An antibody registry for biological sciences
Anita Bandrowski (UCSD), Vadim Astakhov (UCSD), Jeff Grethe (UCSD), Maryann Martone (UCSD)
The neuroscience information framework (NIF) as part of its mission to make scientific resources more ‘discoverable’ undertook the aggregation of antibody data under one common data model, and one ontological framework, which we called the antibody registry. We have negotiated agreements for more than 890,000 commercially available antibodies including a unique identifier for each antibody that, we propose, should be included in any new publication of antibodies. The information includes the vendor, catalog number, clone id, antibody target, target subregion (where available), target modification, target species, raised in species, target Entrez id, clonality, name and comments. The data model was aligned with the model created by the Eagle-I project and the IEDB project (Immune Epitope Database), both tasked with cataloging non-commercial antibodies. In the near future, the data from both projects should be represented within the antibody registry. In addition we have created a web-accessible graphical interface, written in JAVA, which would serve as a search and registration tool for any scientist to search for and add antibodies. The system is deployed at: http://antibodyregistry.org
To test our the extent of our holdings, we compared antibodies listed in the Journal of Comparative Neurology (JCN) database, and we found that the registry listed full information for 74% of the ~5000 antibodies in the JCN database and the missing subset is being added to the registry.
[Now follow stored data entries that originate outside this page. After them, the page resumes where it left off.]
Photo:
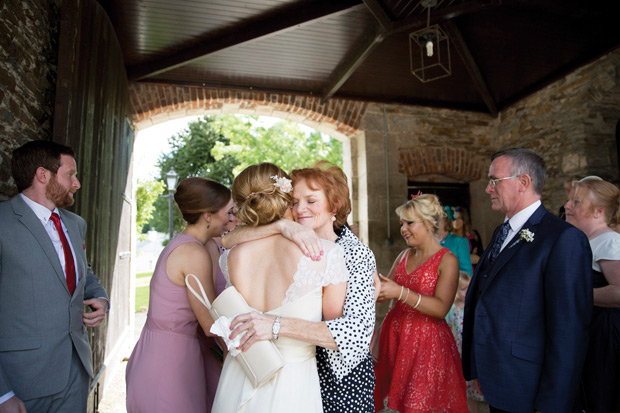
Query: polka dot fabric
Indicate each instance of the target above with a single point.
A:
(347, 376)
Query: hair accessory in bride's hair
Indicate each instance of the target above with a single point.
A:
(283, 183)
(414, 196)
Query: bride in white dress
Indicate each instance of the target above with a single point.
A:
(275, 278)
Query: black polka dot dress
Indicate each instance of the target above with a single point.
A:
(347, 375)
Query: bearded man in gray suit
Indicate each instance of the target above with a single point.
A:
(45, 282)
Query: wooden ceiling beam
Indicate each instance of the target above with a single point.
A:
(456, 38)
(288, 18)
(379, 13)
(443, 14)
(350, 65)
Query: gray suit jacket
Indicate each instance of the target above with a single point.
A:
(40, 323)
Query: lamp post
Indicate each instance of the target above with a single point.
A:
(171, 180)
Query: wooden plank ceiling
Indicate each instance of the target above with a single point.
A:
(501, 50)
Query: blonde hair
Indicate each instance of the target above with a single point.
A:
(258, 200)
(427, 208)
(602, 194)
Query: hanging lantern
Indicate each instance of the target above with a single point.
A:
(429, 51)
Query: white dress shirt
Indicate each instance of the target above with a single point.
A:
(43, 213)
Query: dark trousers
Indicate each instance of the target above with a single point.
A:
(72, 399)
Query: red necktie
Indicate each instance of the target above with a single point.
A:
(69, 263)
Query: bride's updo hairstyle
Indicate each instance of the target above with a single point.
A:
(195, 196)
(261, 194)
(427, 208)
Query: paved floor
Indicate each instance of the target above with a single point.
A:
(113, 400)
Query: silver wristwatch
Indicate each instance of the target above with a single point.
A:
(276, 328)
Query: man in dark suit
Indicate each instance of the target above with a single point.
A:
(45, 282)
(528, 307)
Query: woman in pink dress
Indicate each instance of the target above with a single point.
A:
(213, 349)
(419, 367)
(166, 372)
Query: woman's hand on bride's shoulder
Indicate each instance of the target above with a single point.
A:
(256, 325)
(305, 238)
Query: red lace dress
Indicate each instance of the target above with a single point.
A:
(419, 366)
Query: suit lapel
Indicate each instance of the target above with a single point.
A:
(32, 223)
(514, 245)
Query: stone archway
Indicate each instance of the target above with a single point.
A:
(340, 119)
(456, 163)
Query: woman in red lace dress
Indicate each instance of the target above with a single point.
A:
(419, 367)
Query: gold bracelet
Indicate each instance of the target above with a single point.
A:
(419, 299)
(407, 296)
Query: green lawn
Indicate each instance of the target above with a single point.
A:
(142, 292)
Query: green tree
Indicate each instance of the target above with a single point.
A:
(147, 192)
(191, 156)
(221, 147)
(284, 144)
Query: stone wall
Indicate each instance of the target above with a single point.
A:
(28, 59)
(571, 123)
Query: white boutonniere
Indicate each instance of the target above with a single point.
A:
(526, 235)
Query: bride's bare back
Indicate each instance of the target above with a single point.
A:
(264, 270)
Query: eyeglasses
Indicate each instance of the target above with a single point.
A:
(493, 182)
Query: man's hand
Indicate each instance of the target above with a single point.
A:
(257, 326)
(99, 307)
(305, 238)
(13, 405)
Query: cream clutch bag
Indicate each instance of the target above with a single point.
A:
(261, 361)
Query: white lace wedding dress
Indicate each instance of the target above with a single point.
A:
(295, 388)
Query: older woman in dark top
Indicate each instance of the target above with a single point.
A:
(593, 207)
(344, 359)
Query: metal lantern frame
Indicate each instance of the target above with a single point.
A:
(427, 68)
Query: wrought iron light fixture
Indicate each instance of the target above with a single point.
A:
(429, 49)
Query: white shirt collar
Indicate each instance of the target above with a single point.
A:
(42, 212)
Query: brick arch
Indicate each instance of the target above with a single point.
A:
(456, 163)
(156, 103)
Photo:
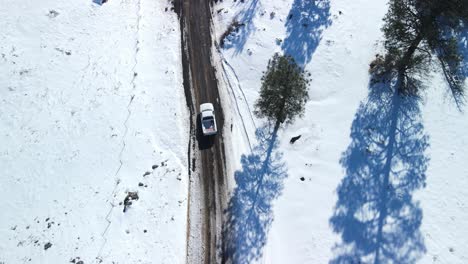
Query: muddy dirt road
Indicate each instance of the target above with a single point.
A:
(207, 194)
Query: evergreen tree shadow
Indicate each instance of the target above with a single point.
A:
(249, 213)
(375, 214)
(305, 23)
(244, 28)
(463, 48)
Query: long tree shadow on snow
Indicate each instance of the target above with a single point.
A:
(305, 23)
(249, 213)
(245, 18)
(375, 214)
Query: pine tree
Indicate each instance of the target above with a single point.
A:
(284, 91)
(415, 31)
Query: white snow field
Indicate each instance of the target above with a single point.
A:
(373, 178)
(92, 106)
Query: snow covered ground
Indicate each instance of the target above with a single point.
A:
(92, 107)
(343, 192)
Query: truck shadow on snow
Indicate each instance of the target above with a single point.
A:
(204, 142)
(305, 23)
(375, 214)
(249, 214)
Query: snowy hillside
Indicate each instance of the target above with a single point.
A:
(340, 194)
(92, 107)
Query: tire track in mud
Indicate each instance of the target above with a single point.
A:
(207, 185)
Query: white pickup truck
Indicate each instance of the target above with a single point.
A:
(208, 120)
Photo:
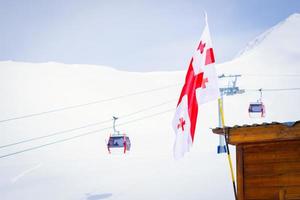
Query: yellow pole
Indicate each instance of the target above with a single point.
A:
(220, 101)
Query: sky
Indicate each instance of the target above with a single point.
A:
(130, 35)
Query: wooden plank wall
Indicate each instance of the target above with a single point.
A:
(270, 171)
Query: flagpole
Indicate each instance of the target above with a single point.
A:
(220, 102)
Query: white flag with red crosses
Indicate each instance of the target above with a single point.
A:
(201, 86)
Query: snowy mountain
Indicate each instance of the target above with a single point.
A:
(69, 109)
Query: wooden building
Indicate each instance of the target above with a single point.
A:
(268, 160)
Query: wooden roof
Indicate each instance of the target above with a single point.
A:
(257, 133)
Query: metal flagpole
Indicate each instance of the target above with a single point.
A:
(222, 146)
(220, 101)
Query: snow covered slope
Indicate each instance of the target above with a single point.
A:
(72, 161)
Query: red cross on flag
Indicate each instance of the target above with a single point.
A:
(201, 86)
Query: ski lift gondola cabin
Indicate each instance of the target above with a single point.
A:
(119, 141)
(257, 108)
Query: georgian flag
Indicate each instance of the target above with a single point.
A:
(201, 86)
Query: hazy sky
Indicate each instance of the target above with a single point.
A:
(131, 35)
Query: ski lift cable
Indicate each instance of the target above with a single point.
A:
(87, 104)
(272, 75)
(85, 126)
(83, 134)
(271, 89)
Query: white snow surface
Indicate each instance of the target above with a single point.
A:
(82, 169)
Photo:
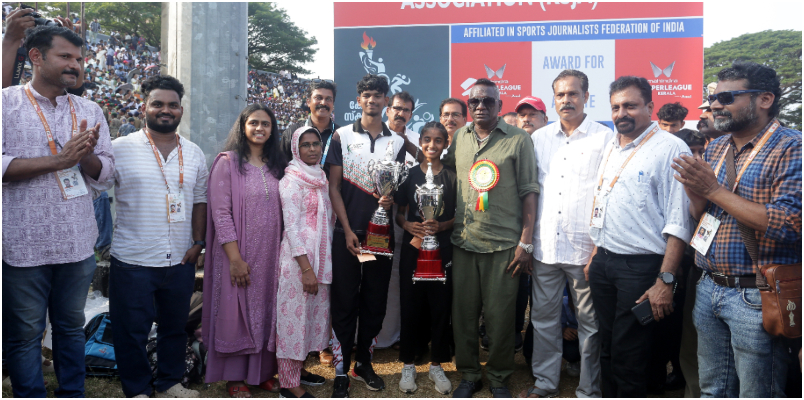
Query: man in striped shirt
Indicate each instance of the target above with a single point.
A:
(736, 356)
(161, 192)
(568, 153)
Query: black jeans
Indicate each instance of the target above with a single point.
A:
(359, 290)
(421, 302)
(617, 281)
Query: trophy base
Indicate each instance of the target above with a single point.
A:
(378, 241)
(429, 268)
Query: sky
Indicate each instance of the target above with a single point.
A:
(723, 20)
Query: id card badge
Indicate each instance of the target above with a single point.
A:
(705, 233)
(599, 211)
(71, 183)
(175, 203)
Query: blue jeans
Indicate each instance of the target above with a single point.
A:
(138, 296)
(30, 292)
(736, 357)
(103, 216)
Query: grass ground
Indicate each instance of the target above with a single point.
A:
(386, 364)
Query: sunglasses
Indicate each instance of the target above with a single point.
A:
(726, 98)
(488, 102)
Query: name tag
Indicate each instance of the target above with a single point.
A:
(599, 211)
(71, 183)
(705, 233)
(175, 204)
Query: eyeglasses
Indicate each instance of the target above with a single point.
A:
(488, 102)
(451, 115)
(726, 98)
(307, 145)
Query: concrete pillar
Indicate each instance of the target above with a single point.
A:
(206, 48)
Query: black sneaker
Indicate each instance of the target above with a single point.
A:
(312, 379)
(467, 388)
(501, 391)
(365, 373)
(341, 387)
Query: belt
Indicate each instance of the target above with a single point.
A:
(733, 281)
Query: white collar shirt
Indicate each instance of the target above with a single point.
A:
(646, 204)
(567, 175)
(142, 234)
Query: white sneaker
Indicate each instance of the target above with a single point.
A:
(442, 384)
(177, 391)
(408, 382)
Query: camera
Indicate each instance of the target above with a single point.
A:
(38, 20)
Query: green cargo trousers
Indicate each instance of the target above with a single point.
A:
(481, 282)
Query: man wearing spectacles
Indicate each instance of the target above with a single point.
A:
(496, 210)
(321, 101)
(765, 211)
(452, 114)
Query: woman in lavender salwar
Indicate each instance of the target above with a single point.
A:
(305, 264)
(244, 224)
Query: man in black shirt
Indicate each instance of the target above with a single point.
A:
(320, 101)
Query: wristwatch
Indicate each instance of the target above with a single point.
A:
(667, 277)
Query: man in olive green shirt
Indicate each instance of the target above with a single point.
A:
(492, 247)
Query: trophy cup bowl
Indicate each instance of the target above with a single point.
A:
(386, 175)
(430, 199)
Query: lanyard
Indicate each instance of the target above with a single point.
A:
(159, 160)
(774, 126)
(50, 142)
(622, 167)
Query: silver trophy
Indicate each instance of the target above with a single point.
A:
(387, 175)
(430, 198)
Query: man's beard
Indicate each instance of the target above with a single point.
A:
(746, 117)
(154, 125)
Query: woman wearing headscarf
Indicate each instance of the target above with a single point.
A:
(305, 264)
(244, 222)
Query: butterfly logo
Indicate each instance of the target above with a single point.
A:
(658, 71)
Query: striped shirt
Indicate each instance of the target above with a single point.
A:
(772, 179)
(567, 175)
(142, 234)
(646, 204)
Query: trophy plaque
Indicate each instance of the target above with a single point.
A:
(387, 175)
(430, 199)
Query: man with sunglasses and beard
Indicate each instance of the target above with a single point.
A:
(160, 184)
(640, 229)
(736, 356)
(321, 101)
(493, 232)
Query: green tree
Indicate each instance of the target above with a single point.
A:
(780, 50)
(274, 42)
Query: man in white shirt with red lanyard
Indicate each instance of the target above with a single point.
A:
(640, 227)
(566, 152)
(161, 192)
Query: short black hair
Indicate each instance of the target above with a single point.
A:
(373, 82)
(573, 72)
(404, 96)
(164, 82)
(624, 82)
(672, 112)
(322, 84)
(691, 137)
(759, 77)
(41, 38)
(437, 126)
(452, 100)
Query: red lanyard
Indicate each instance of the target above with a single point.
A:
(50, 141)
(774, 126)
(622, 167)
(162, 167)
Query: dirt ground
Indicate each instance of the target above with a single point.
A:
(386, 364)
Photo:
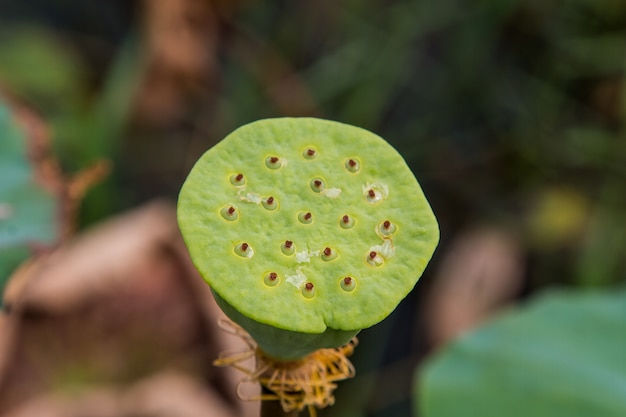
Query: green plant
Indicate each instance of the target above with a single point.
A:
(307, 231)
(28, 211)
(562, 355)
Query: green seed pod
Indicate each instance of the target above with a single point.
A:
(338, 275)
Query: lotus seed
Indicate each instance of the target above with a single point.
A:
(308, 290)
(374, 259)
(348, 284)
(317, 185)
(287, 247)
(271, 279)
(353, 165)
(270, 203)
(237, 180)
(244, 250)
(373, 196)
(309, 153)
(328, 254)
(229, 213)
(387, 228)
(305, 218)
(273, 162)
(346, 222)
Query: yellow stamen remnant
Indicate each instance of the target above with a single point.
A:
(306, 383)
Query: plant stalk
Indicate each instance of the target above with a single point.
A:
(274, 409)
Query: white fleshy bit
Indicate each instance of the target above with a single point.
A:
(305, 256)
(386, 250)
(332, 192)
(298, 279)
(250, 197)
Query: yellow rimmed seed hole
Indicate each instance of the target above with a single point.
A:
(347, 222)
(353, 165)
(305, 217)
(308, 290)
(348, 284)
(271, 279)
(273, 162)
(328, 254)
(270, 203)
(244, 250)
(386, 228)
(309, 152)
(317, 185)
(288, 247)
(373, 258)
(229, 213)
(238, 180)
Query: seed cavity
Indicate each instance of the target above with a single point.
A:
(308, 290)
(238, 180)
(229, 213)
(378, 254)
(271, 279)
(244, 250)
(305, 256)
(305, 217)
(270, 203)
(347, 222)
(297, 278)
(353, 165)
(309, 153)
(374, 259)
(347, 284)
(273, 162)
(331, 192)
(386, 228)
(375, 192)
(287, 247)
(253, 198)
(328, 254)
(317, 185)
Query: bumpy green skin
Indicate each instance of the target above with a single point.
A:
(381, 189)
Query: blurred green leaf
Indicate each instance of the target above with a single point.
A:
(563, 355)
(27, 211)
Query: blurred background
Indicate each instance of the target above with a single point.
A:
(510, 114)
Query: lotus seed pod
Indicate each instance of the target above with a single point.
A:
(349, 239)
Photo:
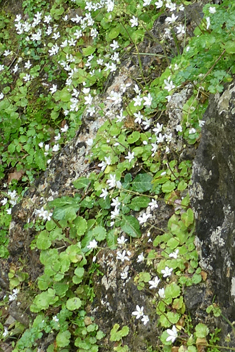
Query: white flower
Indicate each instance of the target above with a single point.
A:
(121, 240)
(122, 256)
(153, 204)
(110, 5)
(5, 332)
(212, 9)
(115, 213)
(112, 182)
(154, 283)
(104, 193)
(14, 295)
(134, 21)
(130, 156)
(140, 258)
(143, 218)
(192, 130)
(167, 271)
(115, 202)
(172, 334)
(56, 147)
(174, 254)
(27, 77)
(114, 45)
(171, 19)
(138, 117)
(161, 293)
(180, 29)
(139, 312)
(138, 100)
(65, 128)
(145, 319)
(4, 201)
(148, 100)
(92, 244)
(168, 84)
(159, 4)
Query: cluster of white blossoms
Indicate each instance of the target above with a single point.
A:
(139, 313)
(12, 200)
(44, 214)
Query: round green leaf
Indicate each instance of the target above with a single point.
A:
(73, 303)
(63, 338)
(43, 242)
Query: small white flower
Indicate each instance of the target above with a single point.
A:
(121, 240)
(168, 84)
(145, 319)
(92, 244)
(65, 128)
(167, 271)
(153, 204)
(104, 193)
(143, 218)
(174, 254)
(122, 256)
(172, 334)
(114, 45)
(161, 293)
(154, 283)
(134, 21)
(56, 147)
(130, 156)
(212, 9)
(5, 332)
(148, 100)
(171, 19)
(4, 201)
(159, 4)
(139, 312)
(53, 89)
(138, 100)
(115, 213)
(140, 258)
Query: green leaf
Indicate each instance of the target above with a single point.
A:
(111, 239)
(142, 183)
(65, 207)
(116, 335)
(230, 47)
(131, 226)
(168, 187)
(99, 233)
(134, 137)
(188, 217)
(201, 330)
(139, 202)
(81, 225)
(63, 338)
(89, 50)
(82, 182)
(73, 303)
(172, 290)
(43, 242)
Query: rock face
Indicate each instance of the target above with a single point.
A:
(213, 200)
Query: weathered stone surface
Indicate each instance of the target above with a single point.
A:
(213, 193)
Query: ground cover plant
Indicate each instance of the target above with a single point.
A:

To highlight antibodies heavily used by researchers we have created a “verified” tag for antibodies generated and rigorously tested by large projects such as NeuroMab at UC Davis, and added over 4000 JCN publications associated with individual antibodies.
The data are now in use by the NIF search engine as well as the SWAN annotator service. With this extensive database, covering most commercial antibodies, and easy to use registration tools scientists should be able to disambiguate antibodies within papers, and tag the literature more robustly so that any text mining software, or researcher can find it.